Lombard was born Jane Alice Peters in Fort Wayne, Indiana. Her parents were Frederick C. Peters (1875-1935) and Elizabeth Knight (1877-1942). Her paternal grandfather, John Claus Peters, was the son of German immigrants, Claus Peters and Caroline Catherine Eberlin. Lombard was the youngest of three children, having two older brothers. She spent her early childhood in a sprawling, two-story house at 704 Rockhill Street in Fort Wayne, near the St. Mary's River. Her father had been injured during his early life and was left with constant headaches which caused him to burst out in paroxysms of anger which disturbed the family. Her parents divorced and her mother took the three children to Los Angeles in 1914, where Lombard attended Virgil Jr. High School and then Fairfax High School. She was elected "May Queen" in 1924. She quit school to pursue acting full-time, but graduated from Fairfax in 1927. Lombard was a second generation Bahá'í who formally enrolled in 1938.

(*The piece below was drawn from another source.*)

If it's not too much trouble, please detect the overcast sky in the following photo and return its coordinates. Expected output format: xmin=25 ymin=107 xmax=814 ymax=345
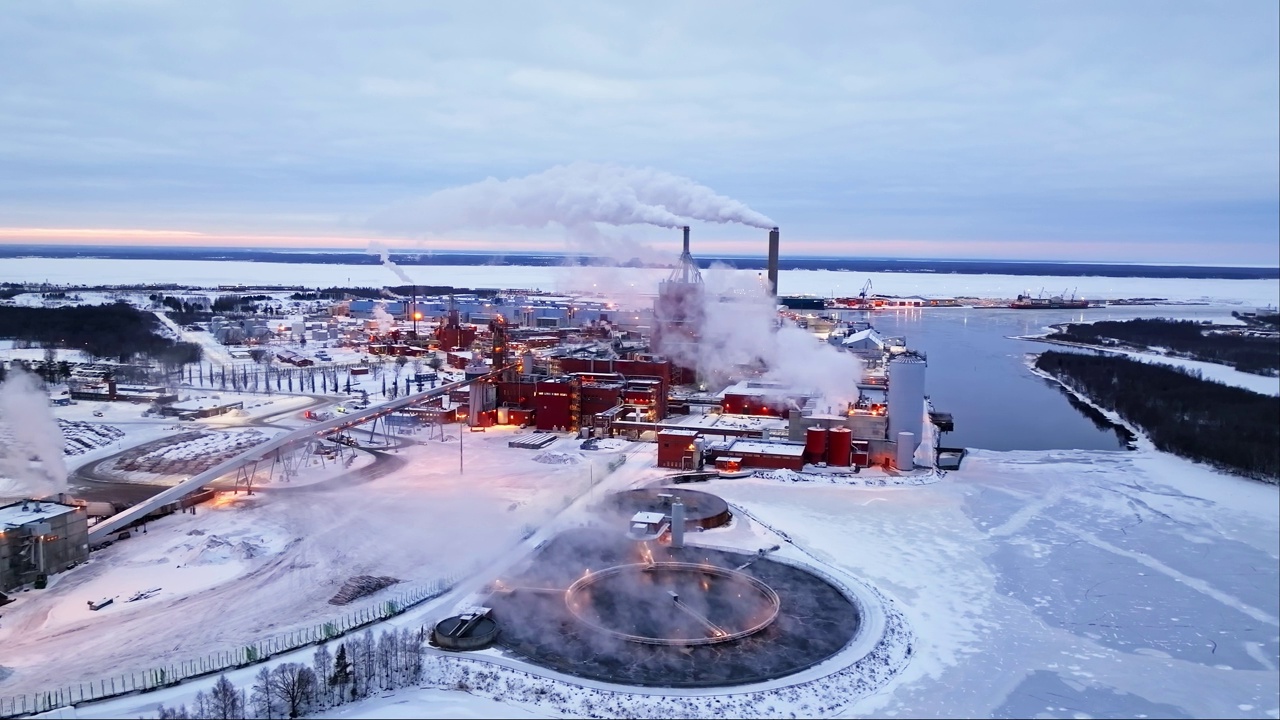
xmin=1 ymin=1 xmax=1276 ymax=264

Lombard made her film debut at the age of twelve after she was seen playing baseball in the street by director Allan Dwan; he cast her as a tomboy in A Perfect Crime (1921). In the 1920s, she worked in several low-budget productions credited as 'Jane Peters', and then later as 'Carol Lombard'. Her friend Miriam Cooper helped Lombard land small roles in her husband Raoul Walsh's films. In 1925, she was signed as a contract player with Fox Film Corporation (which merged with Daryl Zanuck's Twentieth Century Productions in 1935). She also worked for Mack Sennett and Pathé Pictures. She became a well-known actress and made a smooth transition to sound films, starting with High Voltage (1929). In 1930, she began working for Paramount Pictures after having been dropped from both Twentieth Century and Pathé.